While SXSW isn’t where tech launches, it’s where it typically gets key momentum. Twitter. FourSquare. Vine. Meerkat. While none of these launch at SXSW, they all gained their initial momentum here. This year is a little bit different, the key topic of discussion in panels this year isn’t a single application, but a much broader piece of technology – artificial intelligence (AI), and rather than gaining momentum people are talking about how they’ve been using it for some time. But first things first – how did we get here?
According to Inmar Givoni, there were three key factors:
1. The increasingly widespread availability of hardware: while we’ve historically been limited by the amount of computing power that we can afford to buy, access to cloud-based servers (also known as “someone else’s computer”) means that it is now possible for companies, including startups, to scale up to the required level of computations that AI requires both quickly and cost-efficiently.

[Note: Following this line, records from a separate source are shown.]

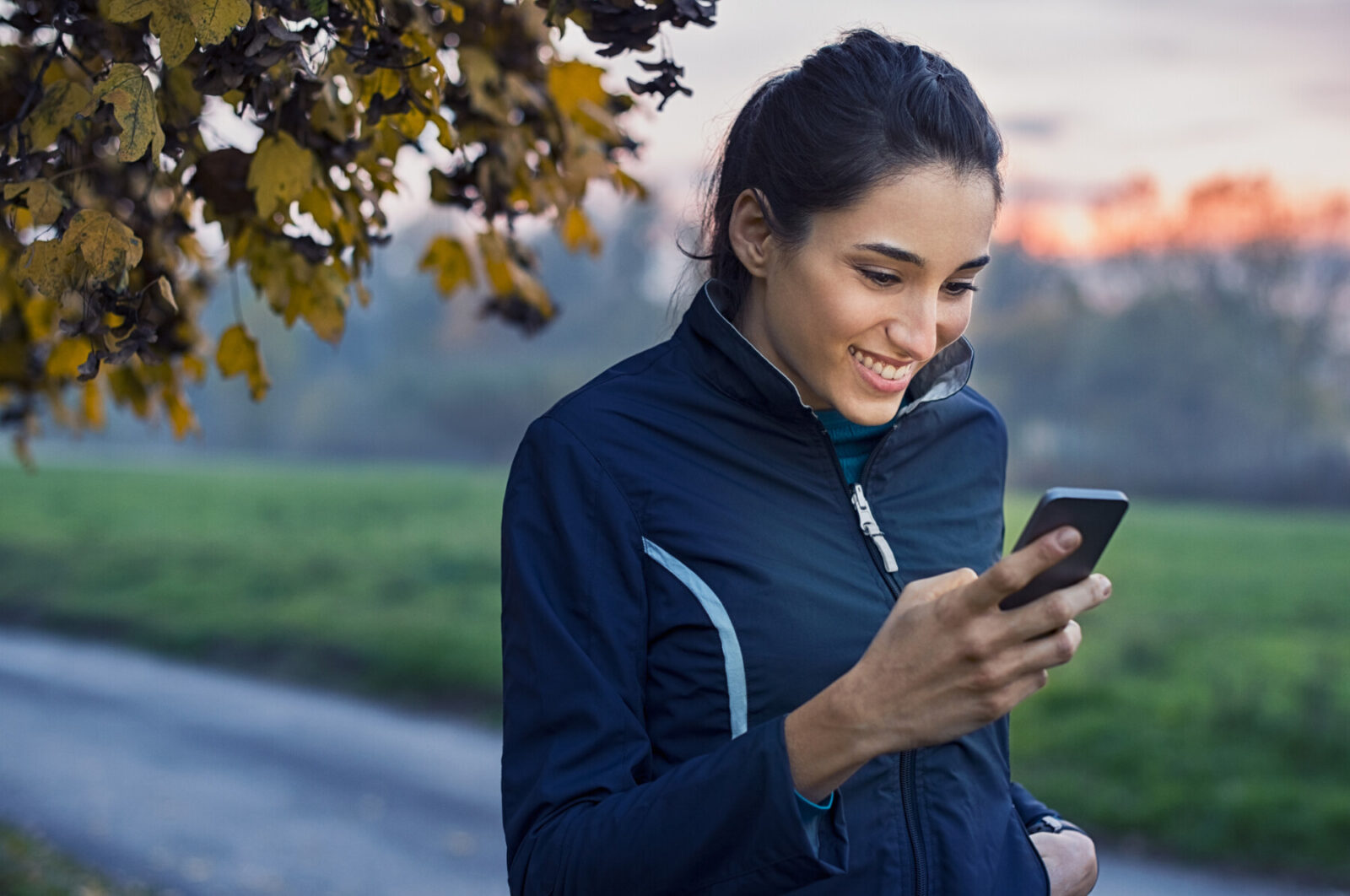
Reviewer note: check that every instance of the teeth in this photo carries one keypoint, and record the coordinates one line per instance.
(886, 371)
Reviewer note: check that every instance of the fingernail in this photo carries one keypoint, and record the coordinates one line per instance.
(1066, 538)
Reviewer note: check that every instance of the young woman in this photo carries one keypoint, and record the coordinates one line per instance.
(746, 646)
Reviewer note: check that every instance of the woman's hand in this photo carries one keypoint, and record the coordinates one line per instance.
(1070, 860)
(945, 661)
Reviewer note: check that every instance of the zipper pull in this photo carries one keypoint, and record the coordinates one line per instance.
(868, 522)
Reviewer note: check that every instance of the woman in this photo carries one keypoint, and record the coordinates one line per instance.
(746, 650)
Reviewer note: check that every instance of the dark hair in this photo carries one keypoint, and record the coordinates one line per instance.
(818, 137)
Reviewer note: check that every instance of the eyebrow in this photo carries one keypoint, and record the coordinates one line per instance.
(917, 261)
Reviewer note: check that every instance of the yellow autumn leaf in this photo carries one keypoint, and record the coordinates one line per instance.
(215, 19)
(483, 80)
(578, 234)
(181, 23)
(67, 357)
(238, 354)
(280, 173)
(574, 84)
(128, 389)
(193, 367)
(44, 200)
(61, 103)
(132, 100)
(40, 316)
(450, 259)
(496, 262)
(108, 246)
(317, 202)
(321, 301)
(92, 405)
(181, 416)
(627, 184)
(47, 266)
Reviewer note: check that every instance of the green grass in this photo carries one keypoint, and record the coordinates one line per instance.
(1207, 713)
(1208, 709)
(381, 580)
(29, 866)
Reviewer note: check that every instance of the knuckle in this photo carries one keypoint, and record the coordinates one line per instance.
(1059, 607)
(1064, 645)
(986, 679)
(1002, 578)
(994, 706)
(975, 646)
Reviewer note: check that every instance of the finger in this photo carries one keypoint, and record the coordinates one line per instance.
(933, 587)
(1052, 650)
(1057, 609)
(1014, 571)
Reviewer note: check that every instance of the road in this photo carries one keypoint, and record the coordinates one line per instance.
(209, 785)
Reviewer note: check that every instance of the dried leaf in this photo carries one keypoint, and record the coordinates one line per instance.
(280, 173)
(61, 103)
(238, 354)
(578, 234)
(181, 416)
(44, 200)
(132, 99)
(107, 245)
(92, 405)
(181, 23)
(450, 259)
(68, 357)
(47, 266)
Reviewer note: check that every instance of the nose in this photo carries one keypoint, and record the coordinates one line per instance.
(913, 330)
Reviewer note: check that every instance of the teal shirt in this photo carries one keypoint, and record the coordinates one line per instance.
(852, 445)
(852, 441)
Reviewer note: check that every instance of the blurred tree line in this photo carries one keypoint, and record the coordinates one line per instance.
(1199, 373)
(1183, 371)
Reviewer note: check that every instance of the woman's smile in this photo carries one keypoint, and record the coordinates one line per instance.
(874, 293)
(883, 374)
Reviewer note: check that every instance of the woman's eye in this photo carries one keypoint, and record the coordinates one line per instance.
(881, 278)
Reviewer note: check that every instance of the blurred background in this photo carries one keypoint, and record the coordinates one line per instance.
(1168, 313)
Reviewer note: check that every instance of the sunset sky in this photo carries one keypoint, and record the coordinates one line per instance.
(1087, 92)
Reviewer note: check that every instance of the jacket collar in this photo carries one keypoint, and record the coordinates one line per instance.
(735, 367)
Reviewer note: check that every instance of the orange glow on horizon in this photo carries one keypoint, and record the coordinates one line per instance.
(1221, 212)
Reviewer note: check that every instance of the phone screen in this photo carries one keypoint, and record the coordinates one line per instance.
(1094, 511)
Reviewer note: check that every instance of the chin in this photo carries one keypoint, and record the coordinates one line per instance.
(871, 414)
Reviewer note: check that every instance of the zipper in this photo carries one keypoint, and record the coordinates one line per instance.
(911, 822)
(871, 529)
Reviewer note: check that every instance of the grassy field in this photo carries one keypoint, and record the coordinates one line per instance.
(380, 580)
(1206, 717)
(29, 866)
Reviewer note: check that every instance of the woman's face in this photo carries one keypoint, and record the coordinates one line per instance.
(874, 293)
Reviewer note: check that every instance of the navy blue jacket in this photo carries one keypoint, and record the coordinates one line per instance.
(683, 563)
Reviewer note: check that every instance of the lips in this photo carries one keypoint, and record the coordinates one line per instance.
(884, 367)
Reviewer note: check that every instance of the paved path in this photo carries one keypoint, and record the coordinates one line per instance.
(213, 785)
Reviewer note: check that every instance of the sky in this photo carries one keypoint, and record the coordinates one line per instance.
(1087, 92)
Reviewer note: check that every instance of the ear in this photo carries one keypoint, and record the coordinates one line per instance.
(749, 232)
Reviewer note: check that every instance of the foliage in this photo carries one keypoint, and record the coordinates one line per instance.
(118, 143)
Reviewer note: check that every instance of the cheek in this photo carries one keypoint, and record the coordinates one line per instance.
(952, 323)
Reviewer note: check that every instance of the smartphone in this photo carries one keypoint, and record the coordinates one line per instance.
(1094, 511)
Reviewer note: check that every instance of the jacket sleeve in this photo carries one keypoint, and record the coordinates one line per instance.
(1028, 806)
(582, 810)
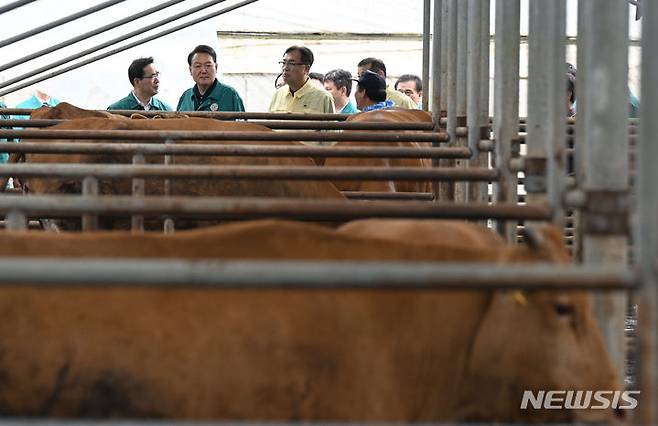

2. Massive amounts of training data: while it is essential to AI to have access to machines with sufficient computational power, all the hardware in the world will be for naught without training data. Lots and lots and lots of training data. With people increasingly storing their files in the cloud, and importantly with people tagging those items with meta data (everything from descriptions of their cat photos to the genre of the songs in their music collection) there has been sufficient data for companies to develop their AI programs (so that’s how Facebook recognizes my friends when I upload photos of them!).
3. The availability of software and algorithms: while one size does’t fit all, the sheer volume of software products and services that are now available off the (virtual) shelf have again lowered barriers to entry in the implementation of AI.